Last Updated on January 13, 2022, by eNotes Editorial. Word Count: 436
Although Beckett claimed he was not a Christian, the quest for salvation is the cornerstone of the play, and frequent Christian allusions serve as its subtext. However, in Waiting for Godot, these allusions serve not to assert belief, but to dramatize its decadence. Once Christianity provided Western civilization with a construct of meaning and hope, but now, decimated by the horrors of two world wars and the deconstruction of reality and meaning in modern philosophy, it is no longer credible. Because the characters no longer believe in Christianity or in anything, they are helpless and alone in a meaningless universe. Yet because the language and values of Christianity are the only ones they know, it serves them as a point of reference for their urgent need to find meaning and purpose. Thus, Estragon compares himself to Christ as the model for his own suffering. Waiting for the mysterious Godot can be understood as humankind waiting for redemption from an otherwise unbearable life. Although Beckett strenuously denied that Godot was God, in Waiting for Godot, as the object of the characters’ ultimate longings and their hope for salvation, he serves a similar function as God. In Act I, Vladimir and Estragon speak of addressing Godot with a kind of prayer. At the end of Act II, the boy-messenger—a possible allusion to Christ—describes him as an old man with a white beard. This description evokes from Vladimir the plaintive cry, “Christ have mercy on us!” an echo of one made by Estragon in Act I when he and Vladimir ask God and Christ to have mercy on them.

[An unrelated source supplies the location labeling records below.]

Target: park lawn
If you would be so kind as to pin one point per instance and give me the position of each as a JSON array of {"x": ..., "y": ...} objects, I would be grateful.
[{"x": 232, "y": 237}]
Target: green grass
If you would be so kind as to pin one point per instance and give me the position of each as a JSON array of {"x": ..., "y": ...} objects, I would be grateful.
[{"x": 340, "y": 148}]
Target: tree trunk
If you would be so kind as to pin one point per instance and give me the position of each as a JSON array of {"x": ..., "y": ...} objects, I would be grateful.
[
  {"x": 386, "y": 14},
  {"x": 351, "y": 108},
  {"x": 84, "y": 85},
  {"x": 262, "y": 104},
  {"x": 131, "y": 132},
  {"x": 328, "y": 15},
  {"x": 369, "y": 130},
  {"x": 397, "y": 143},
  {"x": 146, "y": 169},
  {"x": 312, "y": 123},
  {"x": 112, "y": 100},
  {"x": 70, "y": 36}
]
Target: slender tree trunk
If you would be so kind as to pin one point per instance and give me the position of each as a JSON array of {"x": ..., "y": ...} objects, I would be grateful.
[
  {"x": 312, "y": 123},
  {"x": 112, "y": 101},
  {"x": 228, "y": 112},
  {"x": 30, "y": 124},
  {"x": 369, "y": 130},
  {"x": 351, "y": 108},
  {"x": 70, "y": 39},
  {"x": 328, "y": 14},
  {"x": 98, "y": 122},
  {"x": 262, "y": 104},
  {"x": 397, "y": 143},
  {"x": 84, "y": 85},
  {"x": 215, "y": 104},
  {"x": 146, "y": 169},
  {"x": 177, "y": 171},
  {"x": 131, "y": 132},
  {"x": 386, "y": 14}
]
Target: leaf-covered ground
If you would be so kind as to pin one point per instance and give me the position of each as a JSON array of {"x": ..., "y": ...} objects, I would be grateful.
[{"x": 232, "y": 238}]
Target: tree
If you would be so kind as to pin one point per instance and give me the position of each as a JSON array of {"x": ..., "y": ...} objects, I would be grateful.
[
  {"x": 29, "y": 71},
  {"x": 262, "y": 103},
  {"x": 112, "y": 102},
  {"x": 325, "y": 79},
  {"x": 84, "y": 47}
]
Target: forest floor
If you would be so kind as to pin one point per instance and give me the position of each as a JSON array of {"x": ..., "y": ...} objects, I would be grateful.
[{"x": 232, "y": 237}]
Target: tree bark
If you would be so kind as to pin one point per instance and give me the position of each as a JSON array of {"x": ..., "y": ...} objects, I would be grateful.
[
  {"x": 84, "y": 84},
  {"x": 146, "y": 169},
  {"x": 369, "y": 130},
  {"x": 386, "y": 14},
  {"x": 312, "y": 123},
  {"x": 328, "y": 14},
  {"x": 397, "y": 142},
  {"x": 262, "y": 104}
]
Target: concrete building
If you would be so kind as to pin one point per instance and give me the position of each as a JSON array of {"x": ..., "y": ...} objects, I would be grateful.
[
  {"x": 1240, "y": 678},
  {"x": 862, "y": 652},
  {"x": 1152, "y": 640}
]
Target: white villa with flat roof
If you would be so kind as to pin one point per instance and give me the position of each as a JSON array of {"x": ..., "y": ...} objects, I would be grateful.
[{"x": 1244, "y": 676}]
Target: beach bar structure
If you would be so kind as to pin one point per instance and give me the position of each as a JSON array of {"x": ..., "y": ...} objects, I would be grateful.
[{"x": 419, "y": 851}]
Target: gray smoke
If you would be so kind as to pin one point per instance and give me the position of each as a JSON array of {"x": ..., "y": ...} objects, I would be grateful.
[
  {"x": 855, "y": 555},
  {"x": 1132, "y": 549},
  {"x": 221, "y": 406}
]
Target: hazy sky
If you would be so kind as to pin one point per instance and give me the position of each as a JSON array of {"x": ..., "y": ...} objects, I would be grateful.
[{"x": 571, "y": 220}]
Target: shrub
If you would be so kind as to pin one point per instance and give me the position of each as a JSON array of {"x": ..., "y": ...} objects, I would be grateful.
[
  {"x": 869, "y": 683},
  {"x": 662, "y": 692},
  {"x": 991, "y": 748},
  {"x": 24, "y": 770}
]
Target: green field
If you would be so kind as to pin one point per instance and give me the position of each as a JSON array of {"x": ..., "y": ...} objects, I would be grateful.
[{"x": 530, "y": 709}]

Other references to the Gospels abound. Early in the play, Vladimir speaks of the Gospel of John, in which one of the thieves crucified with Jesus was saved, one damned. Although Vladimir does not say so, this gospel represents the possibility that he and Estragon might also be saved. The tree is the most prominent Christian symbol. Much of the action centers around the tramps’ desire to hang themselves from it, an allusion to crucifixion. Another Christian reference occurs in Act I, when Vladimir alludes to Proverbs 13:12. He tries to recall the lines that speak of hope as a “tree of life,” an allusion that relates directly to the play’s tree. In another example, Vladimir asks Estragon whether he has ever read the Bible. In Act II, frustrated by the inability to identify Pozzo and Lucky, Estragon calls Pozzo “Abel” and Lucky “Cain.” Taken together, these and many more similar references tell us that Beckett’s characters struggle to find meaning through the only language they know.